Market Preview: Beware the Slow Meltdown
Updated from 8:33 p.m. ET to include information on after-hours trading .
Thursday saw those raising the alarm about the potential hard landing in China got some data to back up the thesis, and while most market watchers have been expecting Europe to slip into recession, there's still bound to be a chilling effect when the economic reports begin to confirm this, as the Eurozone purchasing managers' index did.
When the closing bell sounded, the S&P 500 had surrendered 1400 , falling three days in a row, and was on pace for its worst week of the year. Even Apple(AAPL) showed some wear, falling back below $600.

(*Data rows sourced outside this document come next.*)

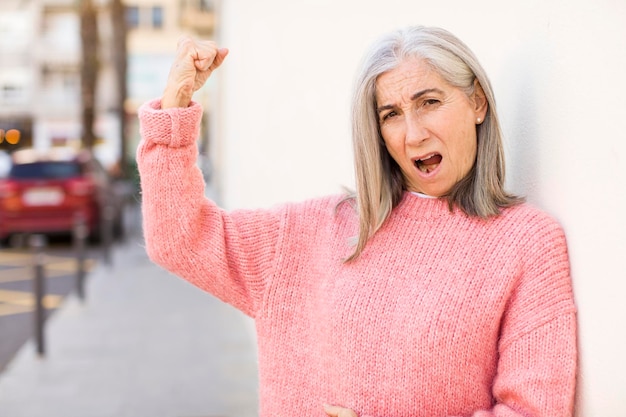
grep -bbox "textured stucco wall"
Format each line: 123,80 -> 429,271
212,0 -> 626,417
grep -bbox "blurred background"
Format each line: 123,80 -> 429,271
0,0 -> 626,417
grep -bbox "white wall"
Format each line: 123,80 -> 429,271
212,0 -> 626,417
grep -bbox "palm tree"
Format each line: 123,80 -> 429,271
79,0 -> 98,149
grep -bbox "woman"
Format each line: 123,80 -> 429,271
138,27 -> 577,417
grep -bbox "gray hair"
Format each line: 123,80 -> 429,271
346,26 -> 523,261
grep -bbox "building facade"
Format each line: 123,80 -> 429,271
0,0 -> 214,172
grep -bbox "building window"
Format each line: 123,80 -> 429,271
200,0 -> 213,12
152,6 -> 163,29
126,6 -> 139,29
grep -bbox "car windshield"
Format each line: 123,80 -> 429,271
9,162 -> 80,180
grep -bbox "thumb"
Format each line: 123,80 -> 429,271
210,48 -> 229,71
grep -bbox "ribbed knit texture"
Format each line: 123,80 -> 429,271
137,101 -> 577,417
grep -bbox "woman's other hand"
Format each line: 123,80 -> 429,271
161,36 -> 228,109
324,404 -> 359,417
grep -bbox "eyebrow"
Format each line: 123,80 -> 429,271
376,88 -> 443,113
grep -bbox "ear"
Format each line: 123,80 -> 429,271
472,79 -> 489,124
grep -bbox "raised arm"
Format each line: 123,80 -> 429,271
137,38 -> 281,315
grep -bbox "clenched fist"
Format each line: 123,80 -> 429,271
161,36 -> 228,109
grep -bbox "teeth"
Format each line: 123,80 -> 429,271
418,153 -> 436,161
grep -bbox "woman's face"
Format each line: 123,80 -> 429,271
376,58 -> 487,197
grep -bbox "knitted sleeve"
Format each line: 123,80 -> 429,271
473,215 -> 577,417
137,100 -> 281,316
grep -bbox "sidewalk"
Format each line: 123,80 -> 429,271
0,204 -> 258,417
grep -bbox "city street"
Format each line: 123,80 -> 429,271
0,237 -> 102,373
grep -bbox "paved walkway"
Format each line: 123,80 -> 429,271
0,204 -> 258,417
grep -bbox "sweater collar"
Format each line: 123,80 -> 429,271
394,191 -> 462,219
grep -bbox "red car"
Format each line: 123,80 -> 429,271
0,148 -> 121,240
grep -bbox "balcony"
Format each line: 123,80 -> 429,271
180,3 -> 215,36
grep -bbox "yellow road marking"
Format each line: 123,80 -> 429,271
0,259 -> 96,284
0,290 -> 63,317
0,303 -> 33,317
0,251 -> 96,317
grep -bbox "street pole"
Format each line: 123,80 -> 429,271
29,234 -> 46,356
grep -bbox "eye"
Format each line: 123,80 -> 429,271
422,98 -> 441,107
380,110 -> 398,122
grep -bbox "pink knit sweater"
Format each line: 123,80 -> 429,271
137,101 -> 577,417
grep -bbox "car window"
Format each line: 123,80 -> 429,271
9,162 -> 80,179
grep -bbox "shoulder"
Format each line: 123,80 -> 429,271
495,203 -> 567,252
496,203 -> 562,233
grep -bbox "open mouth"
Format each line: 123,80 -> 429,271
415,153 -> 442,174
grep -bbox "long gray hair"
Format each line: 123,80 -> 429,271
346,26 -> 523,261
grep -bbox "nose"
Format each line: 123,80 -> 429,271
405,113 -> 429,145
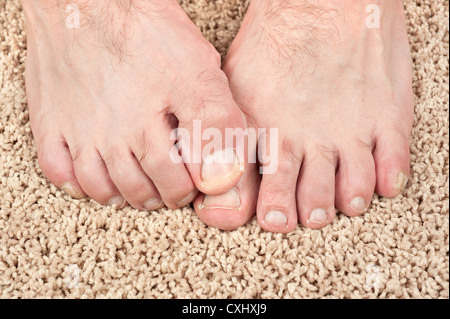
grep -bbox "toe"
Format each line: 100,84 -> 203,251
70,147 -> 126,207
257,152 -> 301,233
297,147 -> 336,229
194,164 -> 260,230
132,126 -> 198,209
373,132 -> 410,198
100,145 -> 162,210
335,146 -> 376,216
36,138 -> 86,199
174,69 -> 250,195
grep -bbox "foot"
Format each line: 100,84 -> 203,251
202,0 -> 413,233
23,0 -> 246,210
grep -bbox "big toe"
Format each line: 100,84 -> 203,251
175,68 -> 247,195
194,164 -> 260,230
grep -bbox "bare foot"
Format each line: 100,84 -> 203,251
23,0 -> 251,210
196,0 -> 413,233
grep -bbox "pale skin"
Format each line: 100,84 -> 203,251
24,0 -> 413,233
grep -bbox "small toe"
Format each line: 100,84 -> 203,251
335,147 -> 376,217
297,150 -> 336,229
37,138 -> 86,199
373,133 -> 410,198
257,154 -> 301,233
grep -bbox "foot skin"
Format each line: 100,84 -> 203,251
197,0 -> 413,233
23,0 -> 246,210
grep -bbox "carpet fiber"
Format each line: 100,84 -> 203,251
0,0 -> 449,298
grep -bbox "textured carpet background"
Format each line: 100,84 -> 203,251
0,0 -> 449,298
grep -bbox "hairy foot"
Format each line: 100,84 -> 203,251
23,0 -> 250,210
197,0 -> 413,233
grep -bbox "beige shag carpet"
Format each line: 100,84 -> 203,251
0,0 -> 449,298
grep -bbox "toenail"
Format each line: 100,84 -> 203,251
394,172 -> 408,192
199,188 -> 241,210
350,197 -> 367,214
61,183 -> 86,199
264,210 -> 287,227
177,190 -> 198,207
144,198 -> 163,210
108,196 -> 126,208
202,149 -> 244,184
308,208 -> 328,224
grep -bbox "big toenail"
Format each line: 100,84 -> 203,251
202,149 -> 244,184
61,183 -> 86,199
394,172 -> 408,192
108,196 -> 126,208
144,198 -> 163,210
308,208 -> 328,224
350,197 -> 367,214
200,188 -> 241,210
177,190 -> 198,207
264,210 -> 287,227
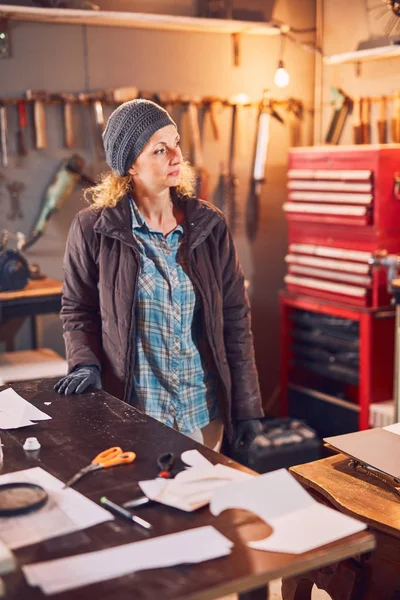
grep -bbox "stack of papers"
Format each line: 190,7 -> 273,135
139,450 -> 254,512
210,469 -> 367,554
0,467 -> 114,550
22,526 -> 232,595
0,388 -> 51,429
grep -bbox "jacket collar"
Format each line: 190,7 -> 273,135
94,190 -> 220,246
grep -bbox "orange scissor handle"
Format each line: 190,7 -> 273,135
92,446 -> 136,469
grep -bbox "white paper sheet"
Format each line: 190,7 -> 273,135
0,388 -> 51,429
139,450 -> 254,512
210,469 -> 366,554
0,467 -> 114,550
382,423 -> 400,435
22,526 -> 232,595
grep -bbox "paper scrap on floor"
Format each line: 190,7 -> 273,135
210,469 -> 366,554
0,388 -> 51,429
382,423 -> 400,435
139,450 -> 254,512
22,525 -> 233,595
0,467 -> 114,550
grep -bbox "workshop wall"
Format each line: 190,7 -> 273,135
315,0 -> 400,144
0,0 -> 315,412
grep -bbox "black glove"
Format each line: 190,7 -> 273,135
54,365 -> 101,396
233,419 -> 263,450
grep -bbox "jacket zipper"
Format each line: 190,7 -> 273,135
189,246 -> 232,436
103,233 -> 140,404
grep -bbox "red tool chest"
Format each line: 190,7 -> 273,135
281,145 -> 400,436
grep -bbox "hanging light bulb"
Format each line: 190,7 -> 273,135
274,60 -> 290,87
274,31 -> 290,87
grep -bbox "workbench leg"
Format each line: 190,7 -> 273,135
239,585 -> 269,600
29,315 -> 38,350
282,577 -> 314,600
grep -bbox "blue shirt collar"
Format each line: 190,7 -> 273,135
130,197 -> 184,233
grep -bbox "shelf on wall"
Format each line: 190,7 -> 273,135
0,5 -> 280,35
324,44 -> 400,65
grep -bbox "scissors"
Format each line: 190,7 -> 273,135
64,446 -> 136,487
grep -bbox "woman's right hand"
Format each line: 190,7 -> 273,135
54,365 -> 102,396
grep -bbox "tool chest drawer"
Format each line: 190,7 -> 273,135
283,144 -> 400,238
284,243 -> 391,307
280,291 -> 395,435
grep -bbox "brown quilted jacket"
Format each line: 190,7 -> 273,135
61,196 -> 263,436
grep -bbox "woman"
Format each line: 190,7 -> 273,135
55,100 -> 263,449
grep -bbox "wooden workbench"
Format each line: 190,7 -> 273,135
1,380 -> 374,600
0,277 -> 62,352
283,454 -> 400,600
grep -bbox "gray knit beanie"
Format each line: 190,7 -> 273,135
103,99 -> 176,175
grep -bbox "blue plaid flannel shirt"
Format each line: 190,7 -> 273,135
131,200 -> 218,434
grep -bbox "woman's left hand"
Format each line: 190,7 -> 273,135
233,419 -> 263,449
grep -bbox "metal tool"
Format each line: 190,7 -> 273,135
246,90 -> 284,241
26,90 -> 48,150
0,229 -> 31,292
6,181 -> 26,221
64,446 -> 136,487
226,104 -> 239,233
100,496 -> 153,529
391,92 -> 400,144
58,93 -> 75,148
187,100 -> 210,200
0,482 -> 48,517
23,154 -> 95,250
17,100 -> 28,156
157,452 -> 175,479
353,98 -> 363,144
361,98 -> 371,144
122,496 -> 151,508
378,96 -> 387,144
325,88 -> 353,144
0,102 -> 8,167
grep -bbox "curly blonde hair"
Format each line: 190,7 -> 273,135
84,161 -> 196,210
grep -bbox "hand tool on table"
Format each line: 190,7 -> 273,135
157,452 -> 175,479
325,88 -> 353,144
246,90 -> 284,241
391,92 -> 400,144
378,96 -> 387,144
0,102 -> 8,167
100,496 -> 153,529
17,100 -> 28,156
122,496 -> 151,508
26,90 -> 48,150
361,98 -> 371,144
64,446 -> 136,487
187,100 -> 210,200
353,98 -> 363,144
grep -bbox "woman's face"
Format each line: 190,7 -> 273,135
129,125 -> 182,192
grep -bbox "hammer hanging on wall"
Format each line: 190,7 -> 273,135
187,100 -> 209,200
0,102 -> 8,167
246,90 -> 284,241
26,90 -> 47,150
17,100 -> 28,156
325,88 -> 353,144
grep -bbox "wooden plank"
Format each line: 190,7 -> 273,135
0,277 -> 62,302
2,380 -> 375,600
290,454 -> 400,538
0,5 -> 280,35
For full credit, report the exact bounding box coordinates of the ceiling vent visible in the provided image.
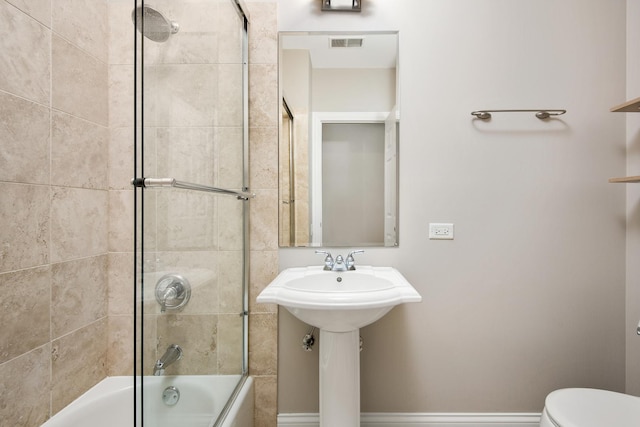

So is this the start of the long-awaited pullback in U.S. stocks? Well, right now the negative catalysts seem to outweigh the positive ones. The bears can point to high oil prices heading higher, expectations for a lackluster first-quarter reporting season next month, and the likelihood that the mild winter has exaggerated the improvement in U.S. economic data, pulling forward growth typically seen in the spring.
The bulls have already gotten arguably a year's worth of appreciation in the S&P 500, up 10.8% so far in 2012, in less than three months, and the prospect of the Federal Reserve embarking on another round of quantitative easing has dimmed decidedly in the past few weeks.
What's more, if Wall Street needed a moment to point to where the bullishness went overboard, it may have gotten it on Wednesday with Goldman Sachs and its generational call on stocks.
Real Money contributor Doug Kass took Goldman to task on Thursday, asking out loud if the firm may have inadvertently called a near-term top in equities. He also punched some holes in the arguments the Goldman analysts presented in favor of stocks, and noted that there's some diversion of opinion even within the firm itself
Tellingly, bond yields have crept back down over the past few days with the 10-year Treasury settling at 2.28% on Thursday.
Using common sense as a barometer, that fact that Goldman's call comes after close to six months of steady gains should be enough to give investors pause. For example, the Dow Jones Industrial Average , itself up 6.8% year-to-date, has nearly doubled off its March 2009 closing lows during the financial crisis. That move puts the blue-chip index within 8% of its record closing high of 14165 in October 2007.
What sounds more like a generational opportunity to you? Buying stocks in March 2009 or right now? Maybe that's not a fair comparison to make, given how dire things looked back then, but that's why those guys at Goldman get paid the big bucks, right?